Quinsy is another name for a peritonsillar abscess, a collection of pus in the back of the throat between the tonsils. The loose connective tissue in this area is highly susceptible to abscesses when an infection develops. Quinsy is the most common infection of this area that brings people to the emergency room, affecting about one in 10,000.
Quincy usually occurs after tonsillitis, but mononucleosis can also cause it. It rarely develops without a history of a sore throat or a throat infection, though chronic dental problems and smoking might also bring it on. Strep is the most common bacteria that causes quinsy, but not the only one.
Quinsy is most common in teenagers. It can occur at any age, but it is rare in children under 5. It affects males and females at about the same rate, and does not appear to affect any ethnicity more than another. One study shows that the biggest risk factor to developing quinsy is smoking, possibly because smoking alters the natural flora in the back of the throat.
Symptoms begin gradually with the onset of a one-sided sore throat, difficulty swallowing, fever, and swollen lymph nodes in the neck on the affected side. Some people with quinsy have so-called hot potato voice, where the affected person talks as if they have hot food in their mouth. Other possible symptoms include drooling, bad breath, and redness.
Doctors diagnose quinsy through physical exam, looking for swelling on one side of the throat, an enlarged tonsil, or a bulge on the soft palate. Lab work may show elevated white blood cells, and tests of the pus from the abscess identify the cause of the infection. Young patients may benefit from a CT scan to check for complications.
Unless the abscess is very small, draining it is a key part of treatment. The doctor may do needle aspiration, using a needle to puncture the abscess and a syringe to withdraw the pus. In some cases, doctors use ultrasound during a needle aspiration to better view the abscess. The doctor may need to make an incision to drain the abscess instead of using a needle and syringe in some cases. These procedures are generally performed in the hospital so any complications with breathing can be quickly and safely corrected.

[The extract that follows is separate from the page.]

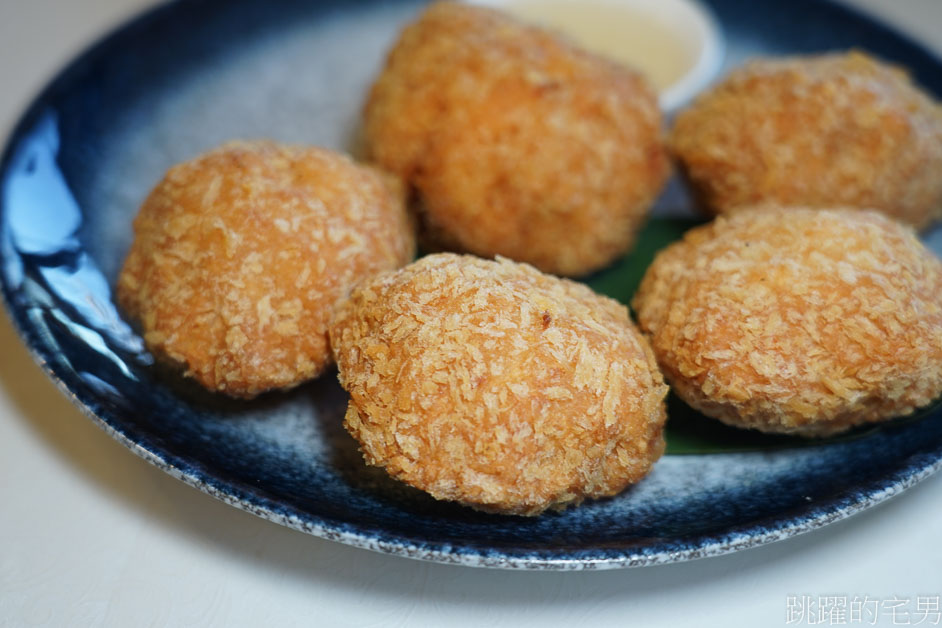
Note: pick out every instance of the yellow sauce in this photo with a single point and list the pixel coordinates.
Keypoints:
(625, 33)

Tonsillectomy was a routine treatment for quinsy in the past. In some cases, doctors still consider immediate tonsillectomy, but as removing the tonsils still leaves patients with a 40 percent chance of getting quinsy again, this treatment is usually reserved for patients with a history of frequent bouts of tonsillitis. Tonsillectomy is also commonly considered in children as they are more prone to recurrent episodes of tonsillitis.
Most people with quinsy are outpatients, but this is not always the case. Hospital admission is necessary for those experiencing dehydration who cannot take in enough liquids by mouth or if the airway is swollen and they have breathing difficulties. The average hospital stay for a patient with quinsy is two to four days.

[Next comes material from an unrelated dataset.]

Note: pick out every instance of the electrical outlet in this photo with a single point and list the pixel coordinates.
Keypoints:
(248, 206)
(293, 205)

Those managed as outpatients are observed for several hours after the abscess is drained to ensure they can tolerate liquids by mouth. They normally have a follow-up appointment within two or three days.
Complications are rare, but they can happen to anyone. Some populations are more likely to develop them. Males older than 40 have the highest risk, even after treatment with draining and antibiotics. Some bacteria are more likely to cause complications, too, particularly strep.
Complications generally occur from the infection spreading. Acute epiglottitis — swelling of the flap that prevents food from entering the airway when swallowing — is one possible life-threatening complication. Studies show epiglottitis usually responds well to broad-spectrum antibiotics.
Other complications include upper airway construction due to the size of the abscess or the amount of swelling in the throat.
Most patients who get prompt treatment of quinsy with drainage and antibiotics recover within a week. Recurrent abscesses occur in as many as 5 percent of patients. Those with the highest risk for reoccurrence are young patients who have had at least five episodes of tonsillitis.
After treatment, quinsy completely resolves, with complications affecting less than 1 percent of all cases.